MoFlow: An Invertible Flow Model for Generating Molecular Graphs
This addresses the challenge of accelerating drug discovery by generating novel, valid molecular structures, though it builds incrementally on existing flow-based methods.
The authors tackled the problem of generating chemically valid molecular graphs with desired properties by proposing MoFlow, an invertible flow-based model that achieves 100% reconstruction of training data and state-of-the-art performance on tasks like property optimization.

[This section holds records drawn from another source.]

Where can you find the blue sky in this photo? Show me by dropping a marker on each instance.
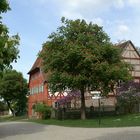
(34, 20)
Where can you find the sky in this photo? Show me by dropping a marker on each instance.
(35, 20)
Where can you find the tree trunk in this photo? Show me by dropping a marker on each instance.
(9, 106)
(83, 112)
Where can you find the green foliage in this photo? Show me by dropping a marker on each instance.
(8, 44)
(80, 56)
(43, 109)
(14, 90)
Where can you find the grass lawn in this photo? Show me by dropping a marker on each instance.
(117, 121)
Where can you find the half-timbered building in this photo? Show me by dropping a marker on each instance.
(39, 91)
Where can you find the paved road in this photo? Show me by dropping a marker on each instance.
(33, 131)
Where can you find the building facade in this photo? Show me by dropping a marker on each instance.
(39, 91)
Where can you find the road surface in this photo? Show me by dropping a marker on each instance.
(33, 131)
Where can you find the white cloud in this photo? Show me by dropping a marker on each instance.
(134, 2)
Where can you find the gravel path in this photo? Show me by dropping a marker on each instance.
(33, 131)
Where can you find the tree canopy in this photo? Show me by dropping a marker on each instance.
(8, 44)
(79, 55)
(13, 91)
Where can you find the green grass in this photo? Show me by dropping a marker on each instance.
(117, 121)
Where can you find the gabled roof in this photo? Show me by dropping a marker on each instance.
(125, 44)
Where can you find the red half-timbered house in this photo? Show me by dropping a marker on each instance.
(39, 91)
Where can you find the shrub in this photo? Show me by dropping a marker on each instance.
(43, 110)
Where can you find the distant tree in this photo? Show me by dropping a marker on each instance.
(13, 90)
(80, 56)
(8, 50)
(128, 95)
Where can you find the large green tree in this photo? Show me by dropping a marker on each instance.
(8, 44)
(13, 90)
(79, 55)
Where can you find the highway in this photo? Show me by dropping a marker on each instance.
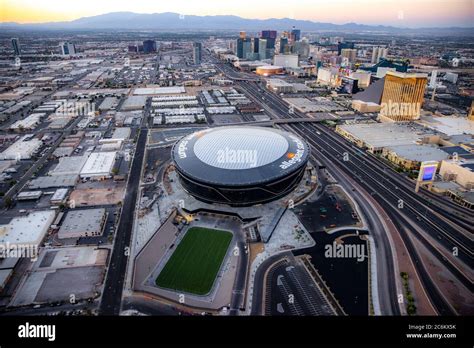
(417, 214)
(112, 293)
(422, 213)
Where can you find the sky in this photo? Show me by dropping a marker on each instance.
(401, 13)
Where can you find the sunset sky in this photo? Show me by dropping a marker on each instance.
(402, 13)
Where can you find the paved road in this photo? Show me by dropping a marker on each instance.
(112, 294)
(238, 290)
(324, 141)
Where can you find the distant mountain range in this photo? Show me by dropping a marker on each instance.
(174, 21)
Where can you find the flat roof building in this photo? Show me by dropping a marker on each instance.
(403, 96)
(69, 165)
(27, 229)
(24, 148)
(82, 223)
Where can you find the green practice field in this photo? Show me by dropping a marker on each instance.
(195, 262)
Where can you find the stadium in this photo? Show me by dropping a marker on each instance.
(240, 166)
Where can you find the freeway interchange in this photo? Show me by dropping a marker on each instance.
(444, 228)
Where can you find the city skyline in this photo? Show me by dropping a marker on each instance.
(404, 13)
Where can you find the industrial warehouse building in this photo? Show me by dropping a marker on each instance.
(240, 166)
(98, 166)
(83, 223)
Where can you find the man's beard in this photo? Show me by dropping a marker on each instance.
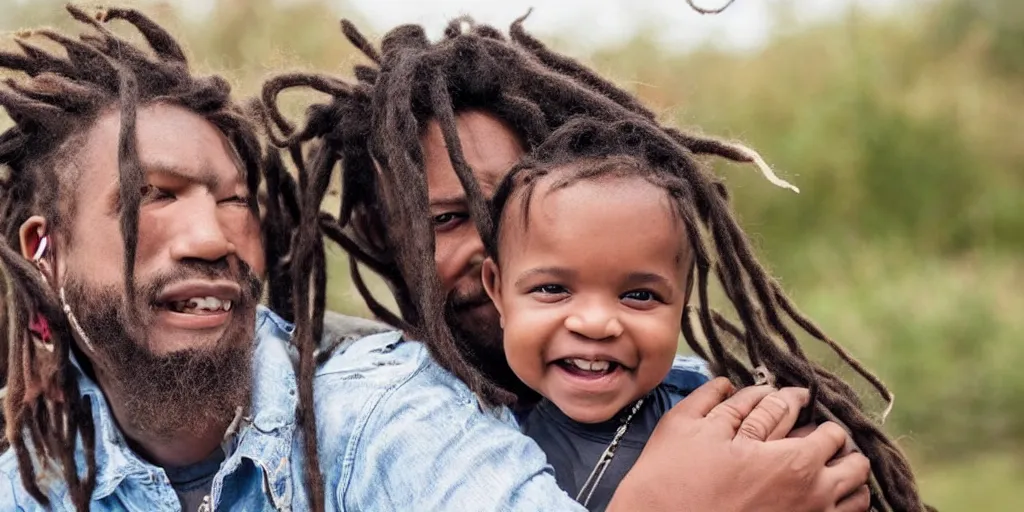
(181, 392)
(480, 339)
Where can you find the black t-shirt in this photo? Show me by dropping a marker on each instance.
(573, 448)
(193, 483)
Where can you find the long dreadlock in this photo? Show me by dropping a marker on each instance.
(383, 220)
(57, 102)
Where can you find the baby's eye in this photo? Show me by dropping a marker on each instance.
(549, 290)
(641, 295)
(642, 299)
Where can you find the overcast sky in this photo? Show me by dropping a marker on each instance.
(745, 24)
(595, 23)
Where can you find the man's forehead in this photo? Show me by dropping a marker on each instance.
(170, 140)
(489, 146)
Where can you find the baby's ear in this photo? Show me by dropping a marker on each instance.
(492, 278)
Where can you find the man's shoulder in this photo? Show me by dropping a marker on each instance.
(12, 493)
(687, 374)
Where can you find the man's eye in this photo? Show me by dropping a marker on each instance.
(237, 200)
(152, 193)
(448, 219)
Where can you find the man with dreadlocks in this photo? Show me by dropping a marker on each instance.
(446, 120)
(143, 375)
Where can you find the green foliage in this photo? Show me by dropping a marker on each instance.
(905, 134)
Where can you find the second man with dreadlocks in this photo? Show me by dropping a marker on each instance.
(423, 138)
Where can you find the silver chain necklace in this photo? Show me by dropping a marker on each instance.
(605, 460)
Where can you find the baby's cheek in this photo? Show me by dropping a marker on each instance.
(523, 352)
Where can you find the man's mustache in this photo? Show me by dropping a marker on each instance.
(244, 275)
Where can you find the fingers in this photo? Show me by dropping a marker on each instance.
(859, 501)
(825, 441)
(801, 432)
(730, 414)
(775, 415)
(848, 474)
(705, 398)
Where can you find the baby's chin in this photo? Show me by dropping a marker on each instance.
(590, 412)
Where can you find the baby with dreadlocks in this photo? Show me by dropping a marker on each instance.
(591, 269)
(423, 136)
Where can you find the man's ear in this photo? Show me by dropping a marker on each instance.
(31, 237)
(492, 278)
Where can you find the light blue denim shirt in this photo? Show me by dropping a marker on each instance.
(396, 432)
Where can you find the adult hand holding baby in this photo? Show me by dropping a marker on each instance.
(727, 452)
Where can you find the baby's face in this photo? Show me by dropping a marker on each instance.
(591, 289)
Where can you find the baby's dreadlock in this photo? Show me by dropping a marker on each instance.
(383, 220)
(52, 109)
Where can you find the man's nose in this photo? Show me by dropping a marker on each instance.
(200, 235)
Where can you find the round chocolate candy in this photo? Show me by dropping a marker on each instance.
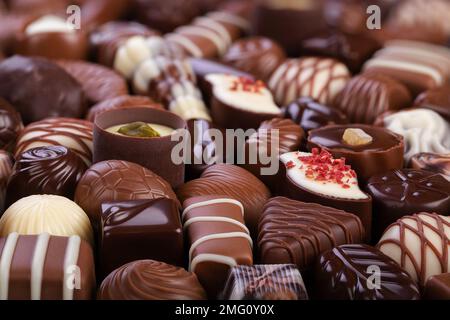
(45, 170)
(151, 280)
(115, 180)
(258, 56)
(38, 89)
(99, 83)
(403, 192)
(10, 125)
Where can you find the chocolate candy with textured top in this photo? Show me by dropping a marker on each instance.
(45, 170)
(384, 152)
(438, 287)
(310, 114)
(71, 133)
(45, 267)
(367, 96)
(436, 99)
(403, 192)
(151, 280)
(258, 56)
(265, 282)
(29, 84)
(115, 180)
(99, 83)
(218, 239)
(318, 78)
(52, 37)
(353, 50)
(347, 273)
(318, 177)
(432, 162)
(297, 232)
(240, 103)
(10, 125)
(127, 225)
(419, 244)
(53, 214)
(121, 102)
(233, 182)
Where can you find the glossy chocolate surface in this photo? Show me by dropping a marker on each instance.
(344, 273)
(45, 170)
(297, 232)
(140, 229)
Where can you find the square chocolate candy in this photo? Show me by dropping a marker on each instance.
(140, 229)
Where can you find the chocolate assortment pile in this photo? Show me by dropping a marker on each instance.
(115, 184)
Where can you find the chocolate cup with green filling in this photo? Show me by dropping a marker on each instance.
(154, 153)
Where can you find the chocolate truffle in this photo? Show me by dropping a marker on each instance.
(348, 272)
(121, 102)
(265, 282)
(419, 244)
(6, 164)
(71, 133)
(318, 78)
(438, 287)
(151, 280)
(273, 138)
(367, 96)
(52, 37)
(240, 103)
(127, 225)
(164, 15)
(98, 83)
(218, 239)
(55, 215)
(233, 182)
(30, 84)
(296, 232)
(432, 162)
(353, 50)
(10, 125)
(45, 170)
(115, 180)
(310, 114)
(46, 267)
(419, 66)
(404, 192)
(258, 56)
(318, 177)
(369, 150)
(423, 130)
(437, 99)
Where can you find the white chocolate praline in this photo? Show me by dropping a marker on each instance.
(257, 102)
(53, 214)
(327, 188)
(424, 130)
(161, 129)
(49, 23)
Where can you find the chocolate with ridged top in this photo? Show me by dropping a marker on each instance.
(10, 125)
(367, 96)
(115, 180)
(258, 56)
(150, 280)
(29, 84)
(297, 232)
(398, 193)
(265, 282)
(233, 182)
(347, 272)
(45, 170)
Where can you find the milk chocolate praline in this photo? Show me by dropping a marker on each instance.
(153, 153)
(384, 153)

Generating molecular graphs with desired chemical properties driven by deep graph generative models provides a very promising way to accelerate drug discovery process. Such graph generative models usually consist of two steps: learning latent representations and generation of molecular graphs. However, to generate novel and chemically-valid molecular graphs from latent representations is very challenging because of the chemical constraints and combinatorial complexity of molecular graphs. In this paper, we propose MoFlow, a flow-based graph generative model to learn invertible mappings between molecular graphs and their latent representations. To generate molecular graphs, our MoFlow first generates bonds (edges) through a Glow based model, then generates atoms (nodes) given bonds by a novel graph conditional flow, and finally assembles them into a chemically valid molecular graph with a posthoc validity correction. Our MoFlow has merits including exact and tractable likelihood training, efficient one-pass embedding and generation, chemical validity guarantees, 100\% reconstruction of training data, and good generalization ability. We validate our model by four tasks: molecular graph generation and reconstruction, visualization of the continuous latent space, property optimization, and constrained property optimization. Our MoFlow achieves state-of-the-art performance, which implies its potential efficiency and effectiveness to explore large chemical space for drug discovery.